Problematisch an den „Gutmenschen“ ist, dass sie gar nicht gut sind. Wer sich in eine Diskussion mit derartigen „Gutmenschen“ verstrickt oder über sie ein Buch verfaßt, sollte dies deutlich zum Ausdruck bringen. Wer dies nicht tut, wer seinem Widersacher, zumindest implizit, unterstellt, dass er eine legitime moralische Position einnimmt, die allerdings mehr oder weniger unpraktisch ist, begibt sich selbst argumentativ in die Defensive, weil Menschen, nicht zu Unrecht, Interesse an Moral haben, und immer wieder dazu neigen, entsprechend dieser Moral zu handeln. Kai Diekmann, Chefredakteur der BILD Zeitung, hat eine Abrechnung mit den Achtundsechzigern verfaßt, denen er vorwirft, einen Epochenbruch in Richtung „Egozentrik, Mittelmaß und Faulheit“ in der deutschen Gesellschaft bewirkt zu haben (Der große Selbstbetrug):

Wir Deutschen wollen die Korrektesten, die Anständigsten, die moralisch Besten sein auf dieser Welt.
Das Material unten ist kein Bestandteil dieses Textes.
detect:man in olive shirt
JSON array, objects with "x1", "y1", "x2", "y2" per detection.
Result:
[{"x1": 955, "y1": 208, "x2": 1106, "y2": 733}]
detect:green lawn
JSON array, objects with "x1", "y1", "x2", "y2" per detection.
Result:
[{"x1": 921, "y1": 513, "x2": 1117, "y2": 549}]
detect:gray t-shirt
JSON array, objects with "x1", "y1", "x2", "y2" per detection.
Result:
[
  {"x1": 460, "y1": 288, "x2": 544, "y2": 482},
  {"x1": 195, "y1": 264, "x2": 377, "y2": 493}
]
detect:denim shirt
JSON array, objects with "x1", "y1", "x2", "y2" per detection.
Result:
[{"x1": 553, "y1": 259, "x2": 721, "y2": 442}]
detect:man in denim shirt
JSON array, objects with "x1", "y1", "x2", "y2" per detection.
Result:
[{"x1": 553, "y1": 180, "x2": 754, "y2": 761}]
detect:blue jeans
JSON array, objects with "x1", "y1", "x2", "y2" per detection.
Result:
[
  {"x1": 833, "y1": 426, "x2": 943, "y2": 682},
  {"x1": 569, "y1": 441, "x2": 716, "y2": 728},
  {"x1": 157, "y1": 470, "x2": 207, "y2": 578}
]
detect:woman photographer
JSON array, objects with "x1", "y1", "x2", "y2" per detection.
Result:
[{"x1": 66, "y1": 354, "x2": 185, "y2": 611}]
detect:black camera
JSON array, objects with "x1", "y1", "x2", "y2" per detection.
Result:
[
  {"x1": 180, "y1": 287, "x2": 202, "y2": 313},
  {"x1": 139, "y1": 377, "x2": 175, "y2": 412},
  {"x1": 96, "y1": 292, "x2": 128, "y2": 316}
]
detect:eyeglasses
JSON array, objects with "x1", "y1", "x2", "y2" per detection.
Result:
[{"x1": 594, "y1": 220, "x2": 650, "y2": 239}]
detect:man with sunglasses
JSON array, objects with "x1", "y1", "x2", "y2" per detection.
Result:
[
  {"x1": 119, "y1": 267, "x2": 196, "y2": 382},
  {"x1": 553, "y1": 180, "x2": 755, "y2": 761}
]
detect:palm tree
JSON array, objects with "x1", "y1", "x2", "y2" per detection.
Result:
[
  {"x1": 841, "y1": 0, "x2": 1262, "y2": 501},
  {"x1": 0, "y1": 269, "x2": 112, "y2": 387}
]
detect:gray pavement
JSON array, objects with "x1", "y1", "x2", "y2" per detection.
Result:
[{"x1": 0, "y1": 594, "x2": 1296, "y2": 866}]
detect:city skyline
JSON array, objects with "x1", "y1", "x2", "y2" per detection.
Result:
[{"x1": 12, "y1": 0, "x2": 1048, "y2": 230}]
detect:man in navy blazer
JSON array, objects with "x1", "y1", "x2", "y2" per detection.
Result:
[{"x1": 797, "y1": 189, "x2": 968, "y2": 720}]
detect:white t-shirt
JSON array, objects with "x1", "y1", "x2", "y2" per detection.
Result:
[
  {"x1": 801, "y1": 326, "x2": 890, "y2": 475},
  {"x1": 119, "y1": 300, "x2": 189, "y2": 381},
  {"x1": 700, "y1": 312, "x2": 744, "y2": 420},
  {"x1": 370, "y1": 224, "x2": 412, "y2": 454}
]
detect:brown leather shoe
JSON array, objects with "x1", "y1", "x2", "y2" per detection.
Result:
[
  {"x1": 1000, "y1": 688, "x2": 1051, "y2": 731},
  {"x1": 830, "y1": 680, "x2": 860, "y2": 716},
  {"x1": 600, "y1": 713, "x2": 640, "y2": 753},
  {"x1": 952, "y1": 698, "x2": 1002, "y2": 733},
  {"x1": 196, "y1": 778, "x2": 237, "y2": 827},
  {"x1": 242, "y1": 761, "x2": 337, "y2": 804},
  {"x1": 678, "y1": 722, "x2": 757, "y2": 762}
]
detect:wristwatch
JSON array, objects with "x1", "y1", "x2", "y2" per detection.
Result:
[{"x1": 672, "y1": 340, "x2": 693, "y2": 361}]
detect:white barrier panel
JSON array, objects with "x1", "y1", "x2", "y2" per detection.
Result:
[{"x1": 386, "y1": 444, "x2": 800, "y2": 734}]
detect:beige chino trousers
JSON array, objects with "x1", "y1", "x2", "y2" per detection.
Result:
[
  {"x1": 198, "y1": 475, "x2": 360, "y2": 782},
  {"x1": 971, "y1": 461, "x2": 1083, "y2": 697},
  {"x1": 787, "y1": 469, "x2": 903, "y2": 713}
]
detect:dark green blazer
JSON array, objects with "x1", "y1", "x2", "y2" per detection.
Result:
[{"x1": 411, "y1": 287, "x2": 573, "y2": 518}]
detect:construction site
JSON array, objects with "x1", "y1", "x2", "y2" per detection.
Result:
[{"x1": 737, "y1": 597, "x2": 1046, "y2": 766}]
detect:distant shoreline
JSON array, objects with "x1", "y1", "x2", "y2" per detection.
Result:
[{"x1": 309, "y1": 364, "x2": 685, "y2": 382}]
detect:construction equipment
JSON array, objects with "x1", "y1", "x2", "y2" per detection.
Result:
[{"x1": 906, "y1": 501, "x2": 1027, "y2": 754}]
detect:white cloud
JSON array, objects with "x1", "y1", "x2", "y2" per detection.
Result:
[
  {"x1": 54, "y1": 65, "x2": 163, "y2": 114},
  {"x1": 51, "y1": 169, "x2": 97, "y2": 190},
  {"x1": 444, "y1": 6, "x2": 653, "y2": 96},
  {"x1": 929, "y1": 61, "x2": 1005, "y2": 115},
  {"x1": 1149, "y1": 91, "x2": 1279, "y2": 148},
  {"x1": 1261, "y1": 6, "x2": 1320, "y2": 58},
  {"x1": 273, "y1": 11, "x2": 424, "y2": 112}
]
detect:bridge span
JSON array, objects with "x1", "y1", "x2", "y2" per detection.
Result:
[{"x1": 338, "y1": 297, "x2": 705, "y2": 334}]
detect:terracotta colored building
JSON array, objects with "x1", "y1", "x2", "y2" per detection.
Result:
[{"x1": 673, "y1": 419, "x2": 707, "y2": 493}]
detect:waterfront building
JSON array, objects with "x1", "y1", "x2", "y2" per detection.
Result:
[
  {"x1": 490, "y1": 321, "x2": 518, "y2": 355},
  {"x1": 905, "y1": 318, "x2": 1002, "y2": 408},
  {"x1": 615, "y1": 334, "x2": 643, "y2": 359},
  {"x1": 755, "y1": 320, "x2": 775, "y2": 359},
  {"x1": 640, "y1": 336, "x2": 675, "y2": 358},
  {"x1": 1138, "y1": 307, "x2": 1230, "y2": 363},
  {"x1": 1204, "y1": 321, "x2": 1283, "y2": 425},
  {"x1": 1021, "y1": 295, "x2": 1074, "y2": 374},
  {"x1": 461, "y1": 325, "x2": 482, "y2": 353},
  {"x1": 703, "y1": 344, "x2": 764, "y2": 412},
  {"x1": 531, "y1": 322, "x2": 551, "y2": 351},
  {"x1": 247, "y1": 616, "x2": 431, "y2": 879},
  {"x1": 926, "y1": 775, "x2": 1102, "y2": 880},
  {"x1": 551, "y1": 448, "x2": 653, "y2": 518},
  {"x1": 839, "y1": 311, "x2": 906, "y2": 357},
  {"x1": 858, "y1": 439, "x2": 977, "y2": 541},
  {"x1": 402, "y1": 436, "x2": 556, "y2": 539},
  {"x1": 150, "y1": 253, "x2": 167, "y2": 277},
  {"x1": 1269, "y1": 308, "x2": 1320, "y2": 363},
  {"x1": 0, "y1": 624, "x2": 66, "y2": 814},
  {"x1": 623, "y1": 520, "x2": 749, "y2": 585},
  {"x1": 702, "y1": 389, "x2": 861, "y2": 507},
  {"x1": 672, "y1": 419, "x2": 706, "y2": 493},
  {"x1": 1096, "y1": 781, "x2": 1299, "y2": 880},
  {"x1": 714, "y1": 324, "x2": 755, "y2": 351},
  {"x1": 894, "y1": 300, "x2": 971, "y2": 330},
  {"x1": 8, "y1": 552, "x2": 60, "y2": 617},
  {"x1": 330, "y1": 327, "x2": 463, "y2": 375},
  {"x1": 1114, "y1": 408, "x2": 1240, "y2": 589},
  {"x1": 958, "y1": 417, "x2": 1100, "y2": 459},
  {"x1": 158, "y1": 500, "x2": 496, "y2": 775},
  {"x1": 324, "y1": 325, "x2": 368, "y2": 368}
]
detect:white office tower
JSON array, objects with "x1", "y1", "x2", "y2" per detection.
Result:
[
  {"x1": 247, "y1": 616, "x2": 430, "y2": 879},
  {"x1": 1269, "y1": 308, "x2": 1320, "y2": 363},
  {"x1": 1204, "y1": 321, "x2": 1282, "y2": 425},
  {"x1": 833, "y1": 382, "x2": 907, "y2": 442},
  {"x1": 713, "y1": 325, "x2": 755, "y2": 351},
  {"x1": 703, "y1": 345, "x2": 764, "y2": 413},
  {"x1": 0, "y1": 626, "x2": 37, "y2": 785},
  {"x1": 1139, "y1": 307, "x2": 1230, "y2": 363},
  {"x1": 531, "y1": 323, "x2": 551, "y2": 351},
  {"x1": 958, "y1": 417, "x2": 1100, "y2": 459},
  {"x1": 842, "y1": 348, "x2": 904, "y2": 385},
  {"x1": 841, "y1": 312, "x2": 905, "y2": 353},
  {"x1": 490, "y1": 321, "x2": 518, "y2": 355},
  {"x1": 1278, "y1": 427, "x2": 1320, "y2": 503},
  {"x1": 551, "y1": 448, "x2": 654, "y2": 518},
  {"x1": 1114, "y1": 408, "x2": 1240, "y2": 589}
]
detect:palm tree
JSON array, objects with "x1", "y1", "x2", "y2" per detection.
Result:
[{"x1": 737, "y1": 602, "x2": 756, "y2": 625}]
Dagegen gäbe es eigentlich gar nichts einzuwenden. Wenn es nicht regelmäßig das Gegenteil dessen hervorriefe, was gesunden Menschenverstand ausmacht.

Einem weiteren Problem dürfte sich Diekmann auch kaum stellen: Inwieweit hat seine eigene Zeitung zu den Zuständen beigetragen, die er so wortreich beklagt?